De graves incidents se sont produits à Tirana, en Albanie, lors d'une grande manifestation antigouvernementale. Une foule en colère, rassemblée devant le parlement, s'est heurtée aux forces de police. La scène ressemblait à un champ de bataille, des groupes de personnes lançant des pierres, des bombes fumigènes et des cocktails Molotov.
Selon la police, au moins 16 policiers ont été blessés et 13 personnes ont été arrêtées. L'appel à la mobilisation a été lancé par l'ancien premier ministre et principale figure de l'opposition, Sali Berisha, rival historique de l'actuel premier ministre Edi Rama.
Les manifestants ont brandi des pancartes avec des slogans contre le gouvernement, le qualifiant d'"État à parti unique", et ont affiché des photos du premier ministre et du vice-premier ministre, qui est accusé de corruption.

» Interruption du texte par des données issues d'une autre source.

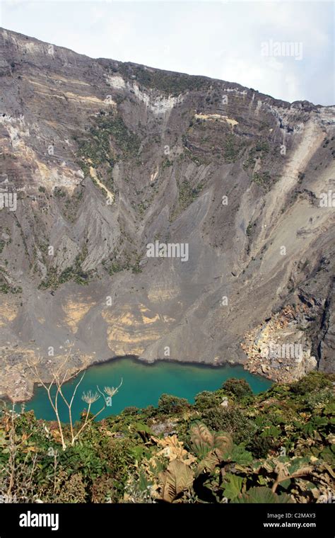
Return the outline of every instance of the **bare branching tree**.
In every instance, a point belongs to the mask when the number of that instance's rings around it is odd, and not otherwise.
[[[66,444],[65,442],[64,426],[62,425],[59,413],[59,402],[61,399],[63,400],[67,407],[69,413],[69,422],[70,424],[71,445],[74,445],[83,430],[93,420],[94,420],[96,417],[98,416],[104,411],[104,409],[105,409],[107,406],[111,405],[112,396],[117,394],[121,385],[122,384],[122,379],[120,384],[117,387],[105,387],[102,391],[100,391],[99,387],[97,386],[98,392],[92,392],[90,390],[89,390],[88,392],[83,392],[81,399],[88,404],[88,408],[86,411],[83,423],[81,425],[79,430],[76,432],[72,416],[72,407],[77,390],[85,376],[85,372],[83,372],[82,375],[80,377],[78,382],[76,384],[71,398],[67,399],[65,396],[63,391],[64,384],[66,382],[76,377],[81,373],[81,372],[83,371],[83,369],[81,369],[76,371],[74,373],[71,374],[69,368],[66,367],[66,365],[69,362],[71,350],[70,348],[70,350],[65,356],[64,360],[54,370],[51,372],[52,379],[49,382],[46,382],[43,380],[43,376],[41,373],[40,368],[39,367],[41,364],[40,358],[38,358],[35,362],[30,362],[27,360],[27,364],[28,367],[33,372],[34,375],[35,376],[37,381],[41,384],[41,385],[47,391],[49,401],[50,402],[51,406],[52,407],[54,413],[56,416],[56,420],[58,424],[58,429],[61,437],[63,450],[66,450]],[[100,395],[102,395],[103,398],[103,405],[98,411],[98,413],[96,413],[95,415],[90,416],[91,406],[93,404],[100,399]]]

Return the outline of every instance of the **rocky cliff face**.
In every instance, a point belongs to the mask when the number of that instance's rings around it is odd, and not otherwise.
[[[334,370],[334,107],[6,30],[0,92],[0,393],[69,348]]]

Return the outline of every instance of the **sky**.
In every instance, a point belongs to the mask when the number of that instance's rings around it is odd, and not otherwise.
[[[0,0],[0,26],[92,57],[335,104],[334,4]]]

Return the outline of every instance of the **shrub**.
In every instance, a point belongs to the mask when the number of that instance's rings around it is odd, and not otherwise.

Sali Berisha a indiqué qu'un membre du parlement de son parti avait été blessé et transporté à l'hôpital. Du côté du gouvernement, la ministre de l'Intérieur Albana Kochiu a attribué les incidents à ce qu'elle a déclaré être des preuves liées au crime organisé.
Le débat politique en Albanie reste intense depuis des décennies, avec des accusations mutuelles de corruption et de liens avec des réseaux criminels. Sali Berisha a déjà appelé à un nouveau rassemblement le 20 février.